Su crítica más dura recae sobre su propio sector, que a su juicio minimiza los peligros a sabiendas porque hay demasiado dinero en juego. "En privado, quienes entienden lo bueno que es esto y cuánto está mejorando están muy preocupados", declaró al diario. En público, en cambio, se dicen entre ellos: "Oye, no digas eso. Es malo para nosotros: el próximo billón que intentamos levantar".
Por qué no se parece a las olas anteriores
La comparación tranquilizadora dice así: los cambios tecnológicos previos crearon más empleos de los que destruyeron, luego este hará lo mismo. Gates lo considera un error. La era de la IA, sostiene, es "absoluta, completa y totalmente distinta".
Su razonamiento es la velocidad y el acceso. El ordenador personal tardó veinte años en transformar el trabajo; la inteligencia artificial funciona en dispositivos que la gente ya tiene y habla en lenguaje corriente. "No tenemos que adaptarnos a ella porque ella puede adaptarse a nosotros." Por primera vez una tecnología no solo puede sustituir la cognición humana, sino superarla, y hacerlo en todos los sectores dentro de una sola década.
Tres amenazas
- Pérdida permanente de empleo: golpea sobre todo a puestos de entrada e intermedios en ventas, atención al cliente, desarrollo de software y apoyo jurídico. El trabajo manual también está bajo presión conforme abaratan los robots. Gates señala un estudio de Stanford como prueba de que el cambio ya empezó: el empleo entre jóvenes en las ocupaciones más expuestas ha caído de forma apreciable, mientras los colegas mayores se han librado por ahora.
- El umbral de las armas biológicas: la IA facilita ciberataques, fraude y desinformación, pero sobre todo rebaja el listón para fabricar armas biológicas. Unas pocas personas con acceso a IA avanzada podrían desarrollar patógenos nuevos. Lo agrava que separar capacidades útiles y peligrosas resulta difícil: el modelo que encuentra un fallo para taparlo también ayuda a quien quiere explotarlo.
- Efectos psicológicos y sociales: los acompañantes de IA que nunca llevan la contraria y están siempre disponibles tienen un potencial real de adicción. Un estudio de Stanford y Carnegie Mellon halló que cuanto más intensa y emocionalmente usaba la gente estos chatbots, peor se sentía.
Dos propuestas concretas
Lo que distingue al ensayo son dos ideas de política que van más allá de las preocupaciones habituales.

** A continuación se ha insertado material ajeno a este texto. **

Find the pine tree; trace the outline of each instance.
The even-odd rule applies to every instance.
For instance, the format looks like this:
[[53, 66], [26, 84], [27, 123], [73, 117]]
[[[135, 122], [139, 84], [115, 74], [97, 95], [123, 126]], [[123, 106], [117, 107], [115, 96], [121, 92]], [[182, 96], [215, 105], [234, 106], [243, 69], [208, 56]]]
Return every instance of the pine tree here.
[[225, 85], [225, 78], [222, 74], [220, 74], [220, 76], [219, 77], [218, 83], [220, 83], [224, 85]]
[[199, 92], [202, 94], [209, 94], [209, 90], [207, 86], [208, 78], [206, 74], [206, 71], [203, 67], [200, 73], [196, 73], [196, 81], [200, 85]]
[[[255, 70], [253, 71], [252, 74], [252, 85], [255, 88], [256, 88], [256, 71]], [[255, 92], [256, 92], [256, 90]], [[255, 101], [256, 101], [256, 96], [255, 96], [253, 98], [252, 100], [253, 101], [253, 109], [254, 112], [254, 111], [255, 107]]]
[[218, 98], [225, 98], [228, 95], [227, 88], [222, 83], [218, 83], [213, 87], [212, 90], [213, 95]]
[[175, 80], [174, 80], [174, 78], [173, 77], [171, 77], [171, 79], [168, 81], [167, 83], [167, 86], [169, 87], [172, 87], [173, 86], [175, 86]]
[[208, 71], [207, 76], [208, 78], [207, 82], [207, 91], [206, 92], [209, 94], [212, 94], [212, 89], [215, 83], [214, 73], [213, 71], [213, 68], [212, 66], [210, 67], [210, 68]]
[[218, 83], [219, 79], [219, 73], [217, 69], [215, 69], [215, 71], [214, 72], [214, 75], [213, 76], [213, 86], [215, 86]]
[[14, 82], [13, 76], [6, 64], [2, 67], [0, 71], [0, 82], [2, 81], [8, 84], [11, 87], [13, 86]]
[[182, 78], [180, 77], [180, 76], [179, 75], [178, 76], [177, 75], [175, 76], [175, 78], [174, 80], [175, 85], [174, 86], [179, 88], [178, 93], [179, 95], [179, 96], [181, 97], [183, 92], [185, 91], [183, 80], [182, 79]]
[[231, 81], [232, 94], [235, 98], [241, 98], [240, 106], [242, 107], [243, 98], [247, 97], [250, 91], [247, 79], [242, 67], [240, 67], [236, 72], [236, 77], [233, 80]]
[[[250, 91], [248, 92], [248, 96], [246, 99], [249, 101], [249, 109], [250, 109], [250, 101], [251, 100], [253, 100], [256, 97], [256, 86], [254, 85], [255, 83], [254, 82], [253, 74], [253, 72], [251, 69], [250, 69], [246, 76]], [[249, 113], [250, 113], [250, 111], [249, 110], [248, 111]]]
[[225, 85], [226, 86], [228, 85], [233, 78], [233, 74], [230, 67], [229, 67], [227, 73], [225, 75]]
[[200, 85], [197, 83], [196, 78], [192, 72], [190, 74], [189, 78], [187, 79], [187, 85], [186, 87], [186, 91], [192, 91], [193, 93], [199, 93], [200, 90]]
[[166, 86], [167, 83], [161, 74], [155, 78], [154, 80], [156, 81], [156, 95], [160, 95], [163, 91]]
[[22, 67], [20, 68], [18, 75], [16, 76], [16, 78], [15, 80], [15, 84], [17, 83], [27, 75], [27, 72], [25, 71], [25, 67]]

Un impuesto al robot. Gates describe la distorsión actual sin rodeos: quien contrata a una persona paga cotizaciones sobre su salario, pero quien compra un robot suele poder deducirlo de inmediato como gasto. "El sistema fiscal te empuja a sustituir personas por máquinas." Un impuesto "frenaría un poco la huida del trabajo humano y recaudaría dinero para la recualificación y una red de protección más sólida".
Empleos reservados a humanos. La segunda propuesta prohibiría el uso de inteligencia artificial en ciertas tareas. A veces el motivo es económico: "No puedes decirle a alguien de 55 años que ha trabajado toda su vida en la construcción que se vaya a trabajar a una residencia y esperar que lo encuentre satisfactorio". A veces no lo es: "En sanidad, imagina un robot dándote la terrible noticia de que tienes una enfermedad incurable. No hay razón técnica que lo impida. Y sin embargo no debería".
Por qué importa
Estas dos propuestas son algo poco frecuente en el debate sobre inteligencia artificial: accionables y concretas. Resultarían relativamente fáciles de aprobar, porque ambas se apoyan en instrumentos fiscales y laborales ya existentes.
Por esa misma razón cabe esperar resistencia. Las dos abrirían una brecha seria en los beneficios de los grandes laboratorios, lo que quizá explique por qué apenas se había hablado de ellas hasta ahora. Y siguen sin respuesta las preguntas sobre quién fijaría exactamente esas reglas y qué dirían.